Johannes Brahms and the Performance Practice in Romantic Chamber Music
The Works for One Instrument and Piano
Johannes Brahms’ compositions for one instrument and piano were written with specific performers in mind and Brahms worked closely with them when refining the final texts. Nevertheless, we rarely approach the music taking into consideration the possibilities of the instruments for which Brahms wrote or the performing practices of the individual players who first performed these compositions, including Brahms himself.
Bärenreiter’s pioneering scholarly-critical editions were edited by a team of musicologists who are also performers. They start from the premise that within 20 years of Brahms‘ death a widening gulf developed between the composer’s expectations and early 20th century musical practice. How to read Brahms‘ notation the way he actually intended was rapidly forgotten.

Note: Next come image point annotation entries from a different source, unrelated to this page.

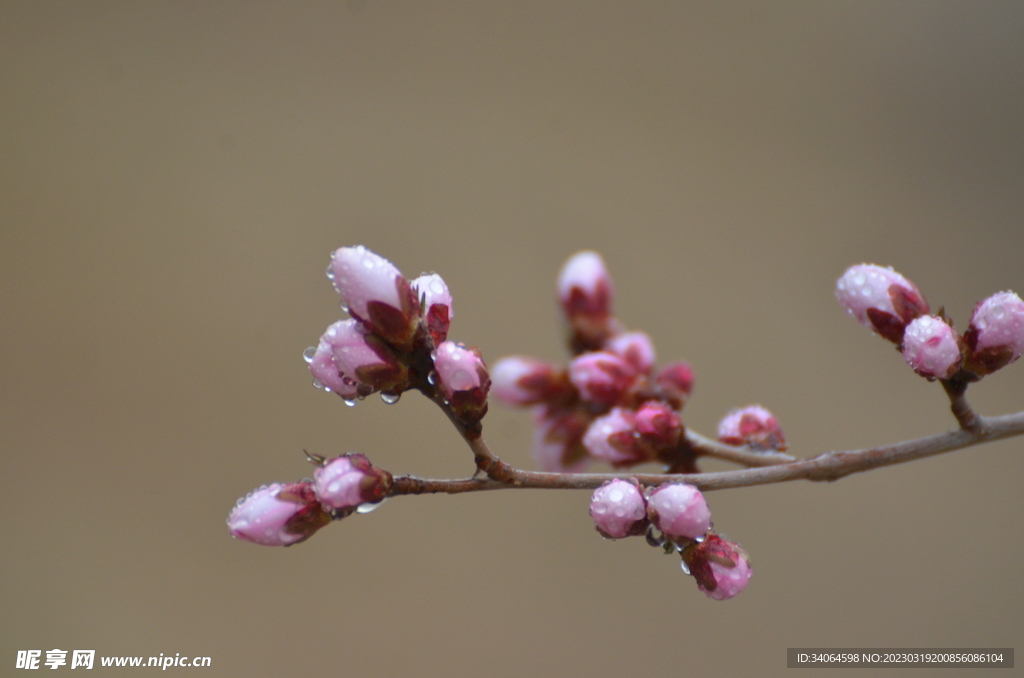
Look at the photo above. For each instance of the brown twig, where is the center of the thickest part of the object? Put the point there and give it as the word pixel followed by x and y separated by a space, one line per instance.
pixel 829 466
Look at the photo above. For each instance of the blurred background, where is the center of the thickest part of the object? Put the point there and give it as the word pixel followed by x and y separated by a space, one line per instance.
pixel 175 174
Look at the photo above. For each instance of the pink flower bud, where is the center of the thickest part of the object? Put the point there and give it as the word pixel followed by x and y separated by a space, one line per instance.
pixel 463 379
pixel 679 510
pixel 375 293
pixel 612 438
pixel 676 383
pixel 721 567
pixel 635 347
pixel 752 426
pixel 658 426
pixel 365 356
pixel 601 377
pixel 585 291
pixel 558 439
pixel 278 515
pixel 436 304
pixel 350 480
pixel 619 509
pixel 585 287
pixel 881 299
pixel 931 347
pixel 995 336
pixel 519 380
pixel 329 375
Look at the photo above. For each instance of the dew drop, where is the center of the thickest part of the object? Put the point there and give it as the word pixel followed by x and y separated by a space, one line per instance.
pixel 370 508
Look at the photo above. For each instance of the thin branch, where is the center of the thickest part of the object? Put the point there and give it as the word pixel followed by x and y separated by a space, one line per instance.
pixel 829 466
pixel 737 455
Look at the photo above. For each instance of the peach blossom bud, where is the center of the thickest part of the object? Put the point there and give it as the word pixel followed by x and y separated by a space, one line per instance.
pixel 350 480
pixel 601 377
pixel 932 347
pixel 585 292
pixel 721 567
pixel 676 382
pixel 635 347
pixel 436 304
pixel 585 287
pixel 881 299
pixel 658 426
pixel 520 380
pixel 375 292
pixel 995 336
pixel 619 509
pixel 679 510
pixel 463 380
pixel 278 515
pixel 365 356
pixel 752 426
pixel 612 438
pixel 327 373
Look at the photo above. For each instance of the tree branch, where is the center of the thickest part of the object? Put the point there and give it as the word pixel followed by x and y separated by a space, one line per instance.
pixel 829 466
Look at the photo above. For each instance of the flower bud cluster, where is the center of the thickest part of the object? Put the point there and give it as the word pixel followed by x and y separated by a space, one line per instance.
pixel 608 404
pixel 892 306
pixel 395 338
pixel 282 514
pixel 674 516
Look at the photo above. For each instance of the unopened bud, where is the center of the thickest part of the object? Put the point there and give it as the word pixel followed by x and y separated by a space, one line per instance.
pixel 278 514
pixel 619 509
pixel 752 426
pixel 881 299
pixel 585 291
pixel 679 510
pixel 436 304
pixel 350 480
pixel 721 567
pixel 635 347
pixel 376 293
pixel 463 380
pixel 601 377
pixel 676 382
pixel 995 337
pixel 932 347
pixel 612 438
pixel 365 356
pixel 519 380
pixel 326 371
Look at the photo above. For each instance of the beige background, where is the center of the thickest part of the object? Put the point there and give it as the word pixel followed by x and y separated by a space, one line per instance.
pixel 174 176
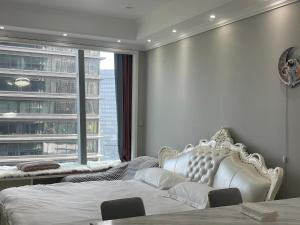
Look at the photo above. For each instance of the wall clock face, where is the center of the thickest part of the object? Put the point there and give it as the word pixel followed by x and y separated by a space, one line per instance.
pixel 289 66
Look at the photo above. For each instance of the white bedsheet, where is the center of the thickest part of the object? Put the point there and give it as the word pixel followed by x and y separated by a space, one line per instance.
pixel 78 203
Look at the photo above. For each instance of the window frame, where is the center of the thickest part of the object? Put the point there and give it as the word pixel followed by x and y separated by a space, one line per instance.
pixel 85 45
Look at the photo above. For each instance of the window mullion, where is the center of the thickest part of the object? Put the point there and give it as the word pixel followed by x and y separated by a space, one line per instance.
pixel 81 111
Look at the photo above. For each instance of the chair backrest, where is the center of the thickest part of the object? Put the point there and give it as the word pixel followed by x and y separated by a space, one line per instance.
pixel 122 208
pixel 224 197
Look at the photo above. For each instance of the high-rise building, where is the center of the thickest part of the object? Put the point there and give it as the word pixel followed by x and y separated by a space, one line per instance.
pixel 108 115
pixel 38 102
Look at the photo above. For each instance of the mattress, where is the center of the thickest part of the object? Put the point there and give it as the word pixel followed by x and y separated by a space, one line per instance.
pixel 78 203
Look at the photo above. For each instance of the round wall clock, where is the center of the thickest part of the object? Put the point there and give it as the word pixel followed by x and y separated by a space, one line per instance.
pixel 289 66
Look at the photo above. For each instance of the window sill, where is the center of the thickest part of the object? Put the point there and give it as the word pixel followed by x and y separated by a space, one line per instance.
pixel 12 173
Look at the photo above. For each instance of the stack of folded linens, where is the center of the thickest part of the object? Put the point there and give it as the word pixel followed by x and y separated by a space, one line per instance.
pixel 37 165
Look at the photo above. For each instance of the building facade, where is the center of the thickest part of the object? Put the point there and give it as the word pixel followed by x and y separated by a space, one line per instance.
pixel 38 94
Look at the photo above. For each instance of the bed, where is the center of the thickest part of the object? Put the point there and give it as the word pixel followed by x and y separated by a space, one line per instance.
pixel 217 163
pixel 77 203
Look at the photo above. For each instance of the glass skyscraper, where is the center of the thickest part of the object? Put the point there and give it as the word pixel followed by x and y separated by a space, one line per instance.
pixel 38 104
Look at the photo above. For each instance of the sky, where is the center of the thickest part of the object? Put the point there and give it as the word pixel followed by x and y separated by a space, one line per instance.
pixel 108 62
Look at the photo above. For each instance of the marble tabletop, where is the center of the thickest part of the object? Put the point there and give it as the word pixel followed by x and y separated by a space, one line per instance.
pixel 288 214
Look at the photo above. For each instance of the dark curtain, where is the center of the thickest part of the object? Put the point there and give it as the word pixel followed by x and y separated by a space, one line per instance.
pixel 123 79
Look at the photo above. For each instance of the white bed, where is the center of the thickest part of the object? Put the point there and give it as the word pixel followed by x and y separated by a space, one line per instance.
pixel 78 203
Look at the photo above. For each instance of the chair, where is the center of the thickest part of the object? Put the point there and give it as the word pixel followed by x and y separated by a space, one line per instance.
pixel 122 208
pixel 224 197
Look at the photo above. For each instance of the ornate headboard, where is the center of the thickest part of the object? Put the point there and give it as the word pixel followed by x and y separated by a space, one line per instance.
pixel 231 154
pixel 256 161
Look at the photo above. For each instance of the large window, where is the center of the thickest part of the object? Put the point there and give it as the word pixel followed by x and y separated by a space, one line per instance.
pixel 38 103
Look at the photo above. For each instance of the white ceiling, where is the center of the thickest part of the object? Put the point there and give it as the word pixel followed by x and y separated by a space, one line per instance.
pixel 107 21
pixel 114 8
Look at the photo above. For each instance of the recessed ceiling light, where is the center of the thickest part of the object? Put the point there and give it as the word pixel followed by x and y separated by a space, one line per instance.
pixel 212 16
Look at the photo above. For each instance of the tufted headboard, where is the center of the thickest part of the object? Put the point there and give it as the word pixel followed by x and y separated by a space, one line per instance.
pixel 199 163
pixel 248 172
pixel 222 166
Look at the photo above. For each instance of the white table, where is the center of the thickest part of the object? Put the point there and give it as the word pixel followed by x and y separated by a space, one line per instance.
pixel 288 210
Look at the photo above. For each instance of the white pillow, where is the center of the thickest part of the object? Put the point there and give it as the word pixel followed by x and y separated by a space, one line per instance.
pixel 159 178
pixel 191 193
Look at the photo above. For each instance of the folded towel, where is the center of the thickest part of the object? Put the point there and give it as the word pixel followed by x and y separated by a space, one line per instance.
pixel 37 165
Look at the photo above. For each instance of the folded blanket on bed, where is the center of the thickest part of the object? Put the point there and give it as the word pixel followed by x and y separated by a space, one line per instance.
pixel 37 165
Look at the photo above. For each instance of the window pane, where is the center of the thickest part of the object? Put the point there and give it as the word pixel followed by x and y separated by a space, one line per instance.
pixel 38 115
pixel 100 85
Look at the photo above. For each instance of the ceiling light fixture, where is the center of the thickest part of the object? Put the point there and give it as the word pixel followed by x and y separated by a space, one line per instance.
pixel 212 16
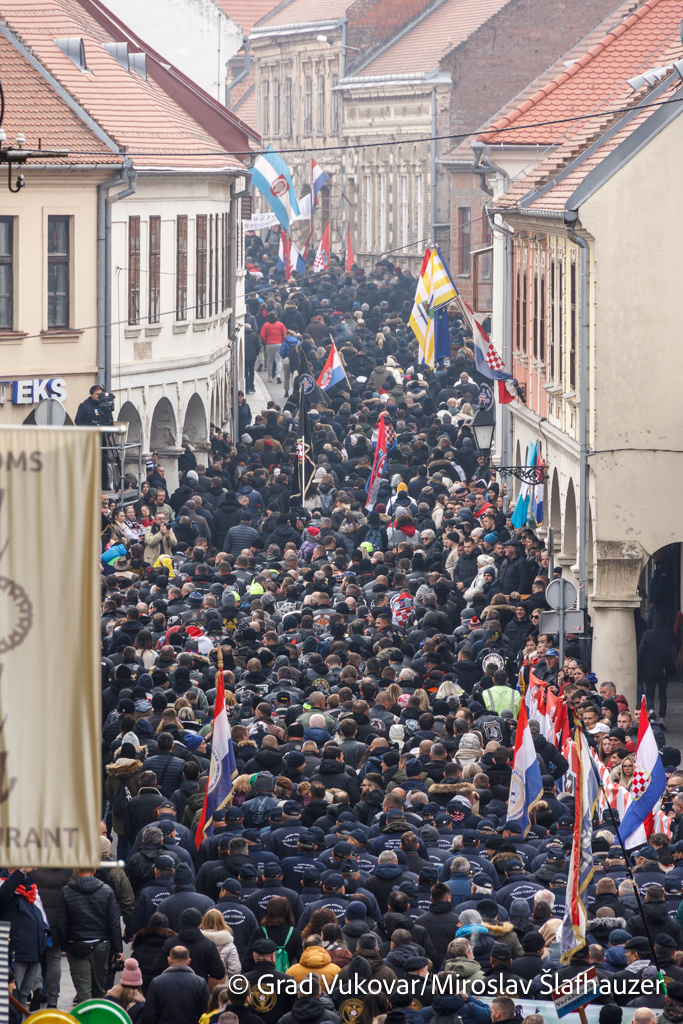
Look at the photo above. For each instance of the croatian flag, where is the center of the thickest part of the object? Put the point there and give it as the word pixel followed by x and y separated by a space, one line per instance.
pixel 222 765
pixel 273 179
pixel 379 468
pixel 317 179
pixel 525 784
pixel 322 260
pixel 647 786
pixel 297 260
pixel 333 372
pixel 284 255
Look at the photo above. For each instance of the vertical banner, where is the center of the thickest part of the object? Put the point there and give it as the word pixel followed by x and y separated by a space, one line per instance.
pixel 50 718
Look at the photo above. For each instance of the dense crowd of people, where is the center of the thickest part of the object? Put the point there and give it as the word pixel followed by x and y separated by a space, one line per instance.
pixel 375 664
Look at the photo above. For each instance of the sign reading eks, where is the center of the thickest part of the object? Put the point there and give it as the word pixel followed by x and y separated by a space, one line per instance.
pixel 30 392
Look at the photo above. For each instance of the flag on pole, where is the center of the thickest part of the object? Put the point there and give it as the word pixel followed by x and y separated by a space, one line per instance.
pixel 539 487
pixel 317 179
pixel 284 255
pixel 349 258
pixel 333 372
pixel 572 932
pixel 322 260
pixel 443 290
pixel 296 260
pixel 525 784
pixel 222 766
pixel 520 514
pixel 273 179
pixel 422 317
pixel 379 467
pixel 647 786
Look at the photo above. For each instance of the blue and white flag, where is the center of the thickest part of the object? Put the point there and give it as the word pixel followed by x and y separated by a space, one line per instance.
pixel 526 783
pixel 520 514
pixel 647 786
pixel 317 179
pixel 273 179
pixel 222 768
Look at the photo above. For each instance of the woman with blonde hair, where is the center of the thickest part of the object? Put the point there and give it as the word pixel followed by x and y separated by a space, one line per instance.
pixel 215 929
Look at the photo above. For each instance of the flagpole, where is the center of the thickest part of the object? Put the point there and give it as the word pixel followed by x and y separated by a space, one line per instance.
pixel 626 859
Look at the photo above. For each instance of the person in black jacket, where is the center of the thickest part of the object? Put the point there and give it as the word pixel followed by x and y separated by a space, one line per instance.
pixel 204 953
pixel 89 929
pixel 555 762
pixel 178 994
pixel 513 572
pixel 440 922
pixel 655 663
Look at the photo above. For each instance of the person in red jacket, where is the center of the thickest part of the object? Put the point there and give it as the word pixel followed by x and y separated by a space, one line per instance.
pixel 272 334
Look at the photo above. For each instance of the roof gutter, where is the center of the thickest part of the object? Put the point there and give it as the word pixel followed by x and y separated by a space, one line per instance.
pixel 127 177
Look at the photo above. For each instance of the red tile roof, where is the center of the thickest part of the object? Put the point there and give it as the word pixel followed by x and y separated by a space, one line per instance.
pixel 598 80
pixel 299 11
pixel 421 47
pixel 34 108
pixel 139 115
pixel 247 12
pixel 463 151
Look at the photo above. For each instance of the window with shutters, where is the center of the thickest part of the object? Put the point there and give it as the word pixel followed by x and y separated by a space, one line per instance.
pixel 334 105
pixel 288 108
pixel 321 103
pixel 6 272
pixel 133 269
pixel 154 307
pixel 201 266
pixel 181 268
pixel 308 107
pixel 275 107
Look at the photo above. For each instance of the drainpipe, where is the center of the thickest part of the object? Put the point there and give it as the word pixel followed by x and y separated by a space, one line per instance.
pixel 131 177
pixel 433 168
pixel 233 321
pixel 103 279
pixel 242 76
pixel 570 218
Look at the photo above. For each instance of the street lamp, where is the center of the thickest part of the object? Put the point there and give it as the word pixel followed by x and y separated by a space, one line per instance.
pixel 483 427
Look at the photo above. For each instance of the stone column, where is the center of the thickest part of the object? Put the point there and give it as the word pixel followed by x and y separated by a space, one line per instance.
pixel 611 608
pixel 168 458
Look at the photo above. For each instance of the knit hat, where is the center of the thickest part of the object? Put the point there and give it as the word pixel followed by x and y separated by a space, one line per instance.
pixel 132 976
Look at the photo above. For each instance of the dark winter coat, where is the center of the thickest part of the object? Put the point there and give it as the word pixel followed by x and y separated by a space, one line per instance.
pixel 88 909
pixel 176 996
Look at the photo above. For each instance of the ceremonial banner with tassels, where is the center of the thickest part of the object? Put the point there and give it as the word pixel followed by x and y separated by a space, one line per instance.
pixel 572 933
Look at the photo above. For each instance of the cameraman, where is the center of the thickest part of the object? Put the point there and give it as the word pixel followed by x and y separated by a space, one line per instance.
pixel 92 413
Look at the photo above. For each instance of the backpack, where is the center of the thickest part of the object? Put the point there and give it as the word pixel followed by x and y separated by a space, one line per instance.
pixel 282 956
pixel 121 799
pixel 374 537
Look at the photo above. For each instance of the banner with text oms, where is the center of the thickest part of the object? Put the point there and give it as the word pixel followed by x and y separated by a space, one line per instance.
pixel 50 719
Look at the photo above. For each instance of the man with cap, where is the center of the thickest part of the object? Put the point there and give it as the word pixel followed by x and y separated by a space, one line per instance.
pixel 387 875
pixel 518 885
pixel 184 896
pixel 155 892
pixel 257 810
pixel 233 859
pixel 237 915
pixel 656 915
pixel 272 886
pixel 270 997
pixel 528 966
pixel 293 865
pixel 284 840
pixel 334 897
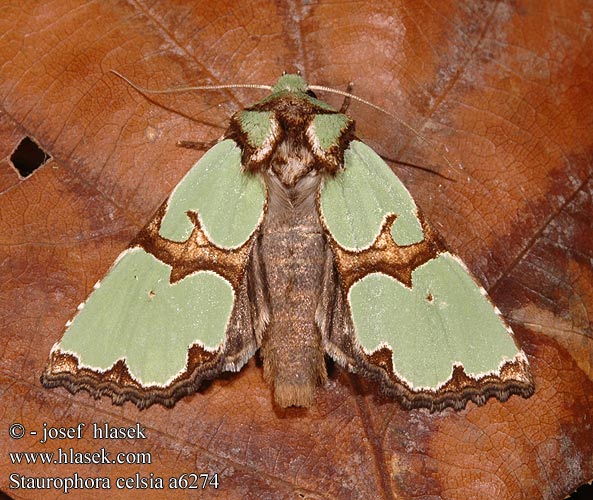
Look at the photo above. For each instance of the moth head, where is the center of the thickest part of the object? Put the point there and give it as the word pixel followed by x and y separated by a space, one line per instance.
pixel 291 83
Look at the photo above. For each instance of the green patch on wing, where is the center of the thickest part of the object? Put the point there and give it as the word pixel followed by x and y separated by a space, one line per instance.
pixel 228 201
pixel 442 320
pixel 137 315
pixel 355 202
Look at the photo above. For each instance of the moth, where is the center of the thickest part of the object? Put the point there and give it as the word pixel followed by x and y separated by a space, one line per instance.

Bärenreiter’s editions of Brahms‘ works for one instrument and piano not only provide a reliable musical text based on all known sources, but also seek to recover some of the messages and performing practices that Brahms expected his notation to convey to a performer. These editions as well as a text booklet - an integral part of this Brahms publication complex - discuss issues specific to each work as well as to general 19th century performance practice with regard to e.g. tempo, rubato, rhythmic flexibility and articulation. Furthermore string players will find valuable information concerning vibrato, portamento, fingering and bowing; pianists will be enlightened with regard to pedalling, overholding, arpeggiation and dislocation.